Theo Wease Jr. (born June 25, 2001) is an American professional football wide receiver for the Los Angeles Chargers of the National Football League (NFL). He played college football for the Oklahoma Sooners and Missouri Tigers.

==Early life==
Wease Jr. attended Allen High School in Allen, Texas. He was selected to play in the 2019 Under Armour All-America Game and 2019 All-American Bowl. A five-star recruit, he committed to the University of Oklahoma to play college football.

==College career==
As a true freshman at Oklahoma in 2019, Wease Jr. played in 13 games and had eight receptions for 136 yards and two touchdowns. He started all 11 games in 2020 and led the team with 37 receptions for 530 yards and four touchdowns. He played in only one game in 2021 due to a foot injury he suffered in the first game of the season. Wease Jr returned from the injury in 2022 and had 19 receptions for 378 yards and four touchdowns.
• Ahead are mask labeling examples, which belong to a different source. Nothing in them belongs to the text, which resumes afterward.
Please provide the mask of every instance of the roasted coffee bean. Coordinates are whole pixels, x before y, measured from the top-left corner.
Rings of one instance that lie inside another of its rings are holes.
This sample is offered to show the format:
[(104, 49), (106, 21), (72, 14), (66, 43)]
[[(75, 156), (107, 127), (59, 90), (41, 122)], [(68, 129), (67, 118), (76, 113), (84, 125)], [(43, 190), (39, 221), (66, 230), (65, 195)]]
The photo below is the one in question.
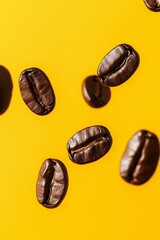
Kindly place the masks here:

After the season, he entered the transfer portal and transferred to the University of Missouri.

==Professional career==

Pre-draft measurables
| Height | Weight | Arm length | Hand span | Wingspan | 40-yard dash | 10-yard split | 20-yard split | 20-yard shuttle | Three-cone drill | Vertical jump | Broad jump |
| 6 ft 3 in (1.91 m) | 200 lb (91 kg) | 32+1⁄8 in (0.82 m) | 9+5⁄8 in (0.24 m) | 6 ft 6+3⁄8 in (1.99 m) | 4.56 s | 1.56 s | 2.69 s | 4.30 s | 7.15 s | 31.0 in (0.79 m) | 9 ft 9 in (2.97 m) |
All values from NFL Combine/Pro Day

=== Miami Dolphins ===
On May 9, 2025, Wease signed with the Miami Dolphins as an undrafted free agent after going unselected in the 2025 NFL draft. On August 26, he was waived by the Dolphins as part of final roster cuts and re-signed to the practice squad the following day. Wease was promoted to the active roster on December 27. In Week 17 against the Tampa Bay Buccaneers, Wease scored his first career touchdown on a 63-yard reception from Quinn Ewers.

On August 29, 2026, Wease was waived by the Dolphins.

=== Los Angeles Chargers ===
On September 2, 2026, Wease signed with the Los Angeles Chargers practice squad.